В части Наташа тут же побежала к санинструктору Соне. Померили они у Маши температуру – около сорока! Оказалось, что она подхватила в болоте самое настоящее воспаление легких. Пришлось основательно попичкать ее сульфидином.
А на третий день зазнобило и Наташу. На правой щеке у нее раздулся флюс, здорово подскочила температура.
Командир батальона рассердился:
– Раз незакаленные, нечего по болотам шастать! Раз больные, извольте лечиться как следует! Не угодно вам в санбат, тут выздоравливайте, в отдельной землянке. Винтовки сдать! И если узнаю, что, не поправившись, полезете на «охоту», ох и всыплю! Не бойцы, а пацанье какое-то...
Приказ есть приказ. И они лечились, а заодно отсыпались после всех своих ночных вылазок. Из этого самого земляного «изолятора» Наташа послала письмо домой и шутливую записочку строгому начальству:
«Привет уважаемому командиру батальона от двух смиренных отшельниц!

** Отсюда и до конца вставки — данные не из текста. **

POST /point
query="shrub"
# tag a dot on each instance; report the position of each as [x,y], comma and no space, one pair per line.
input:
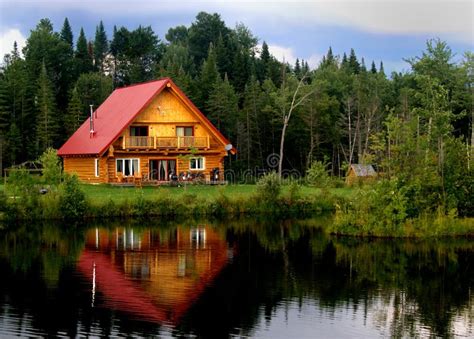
[269,187]
[317,175]
[51,167]
[72,200]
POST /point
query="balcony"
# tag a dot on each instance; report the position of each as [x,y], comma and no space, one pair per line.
[165,142]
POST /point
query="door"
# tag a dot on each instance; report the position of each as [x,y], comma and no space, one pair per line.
[162,170]
[185,136]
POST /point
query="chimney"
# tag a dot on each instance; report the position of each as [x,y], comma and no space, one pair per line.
[91,120]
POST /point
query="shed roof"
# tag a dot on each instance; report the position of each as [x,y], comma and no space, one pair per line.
[118,111]
[363,170]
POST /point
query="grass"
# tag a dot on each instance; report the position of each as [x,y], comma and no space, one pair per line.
[99,193]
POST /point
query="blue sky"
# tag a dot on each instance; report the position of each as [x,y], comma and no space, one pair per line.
[378,30]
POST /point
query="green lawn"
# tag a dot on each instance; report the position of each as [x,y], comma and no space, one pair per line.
[100,193]
[106,192]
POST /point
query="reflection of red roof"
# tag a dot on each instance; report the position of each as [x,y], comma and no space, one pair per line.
[117,112]
[124,294]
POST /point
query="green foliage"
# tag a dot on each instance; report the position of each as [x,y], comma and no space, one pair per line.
[82,57]
[269,187]
[379,210]
[317,175]
[47,124]
[52,170]
[72,202]
[101,46]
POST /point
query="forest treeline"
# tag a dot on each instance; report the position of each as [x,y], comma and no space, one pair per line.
[347,109]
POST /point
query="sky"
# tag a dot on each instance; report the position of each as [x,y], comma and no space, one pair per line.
[378,30]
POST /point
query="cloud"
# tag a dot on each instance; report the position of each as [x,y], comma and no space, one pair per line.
[451,18]
[283,54]
[314,60]
[7,38]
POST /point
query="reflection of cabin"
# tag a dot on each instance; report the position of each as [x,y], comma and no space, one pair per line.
[359,172]
[151,274]
[148,131]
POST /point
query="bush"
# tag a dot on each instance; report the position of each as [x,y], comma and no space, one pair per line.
[269,187]
[72,202]
[317,175]
[51,167]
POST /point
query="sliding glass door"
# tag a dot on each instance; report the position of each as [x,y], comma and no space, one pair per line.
[161,170]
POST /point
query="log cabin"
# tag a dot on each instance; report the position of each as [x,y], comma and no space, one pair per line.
[148,132]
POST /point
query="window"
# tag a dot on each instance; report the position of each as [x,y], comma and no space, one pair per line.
[96,167]
[196,163]
[138,131]
[185,131]
[127,167]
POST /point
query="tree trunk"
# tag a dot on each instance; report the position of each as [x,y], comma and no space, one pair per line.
[282,144]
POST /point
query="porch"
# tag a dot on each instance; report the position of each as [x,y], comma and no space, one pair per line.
[176,142]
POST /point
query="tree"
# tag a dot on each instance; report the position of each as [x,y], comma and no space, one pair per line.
[92,89]
[101,47]
[82,57]
[222,106]
[208,78]
[16,127]
[47,119]
[46,46]
[177,35]
[297,92]
[373,69]
[205,30]
[74,114]
[66,33]
[136,54]
[354,65]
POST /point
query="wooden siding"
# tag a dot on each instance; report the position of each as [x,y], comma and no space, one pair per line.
[182,163]
[84,167]
[166,112]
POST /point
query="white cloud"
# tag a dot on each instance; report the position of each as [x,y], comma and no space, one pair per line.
[283,54]
[454,18]
[314,60]
[287,54]
[7,38]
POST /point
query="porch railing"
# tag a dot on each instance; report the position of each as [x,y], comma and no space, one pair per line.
[166,142]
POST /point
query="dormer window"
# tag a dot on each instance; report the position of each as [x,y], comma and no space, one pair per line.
[186,131]
[138,131]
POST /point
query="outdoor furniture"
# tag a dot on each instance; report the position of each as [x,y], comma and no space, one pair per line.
[119,177]
[137,180]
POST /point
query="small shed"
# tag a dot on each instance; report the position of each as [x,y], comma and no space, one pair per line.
[360,172]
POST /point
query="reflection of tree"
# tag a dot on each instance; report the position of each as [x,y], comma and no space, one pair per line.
[47,245]
[424,284]
[428,281]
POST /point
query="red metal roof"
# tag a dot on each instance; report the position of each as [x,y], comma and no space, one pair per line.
[117,112]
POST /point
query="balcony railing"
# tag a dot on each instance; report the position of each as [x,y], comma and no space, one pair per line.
[165,142]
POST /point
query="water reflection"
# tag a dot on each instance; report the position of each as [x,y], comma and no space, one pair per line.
[149,274]
[244,278]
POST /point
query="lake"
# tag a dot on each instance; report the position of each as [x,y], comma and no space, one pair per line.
[243,278]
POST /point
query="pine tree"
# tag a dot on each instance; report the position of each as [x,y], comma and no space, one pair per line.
[74,114]
[14,144]
[223,106]
[66,33]
[208,78]
[100,47]
[353,63]
[297,70]
[83,59]
[373,69]
[381,70]
[363,68]
[344,62]
[47,121]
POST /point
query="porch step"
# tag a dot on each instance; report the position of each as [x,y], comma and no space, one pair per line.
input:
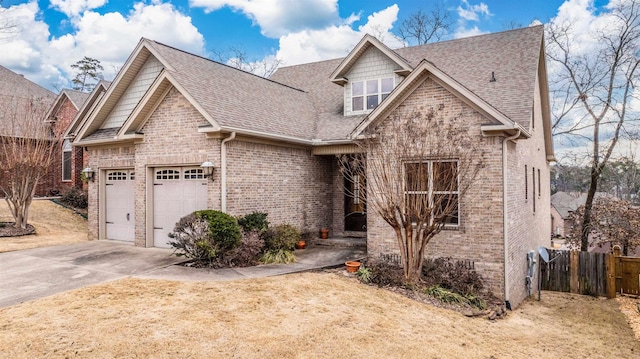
[340,242]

В уединенье молчаливом влачим теперь мы дни свои. Живем в землянке. Спим по очереди (ночью) и дружно вместе (днем). Обломали все деревья на дрова. От скуки гоняем комаров и видим страшные сны. В общем и целом живем не тужим!
Часто вспоминаем про вас и про комиссара, которому передайте наш самый сердечный привет. Мы, как всегда, вам искренне благодарны за внимание и заботу. Желаем вам всех благ земных. Здоровья, счастья и удачи! А пока до свидания. Крепко жмем руку!
Ваши мальчишки».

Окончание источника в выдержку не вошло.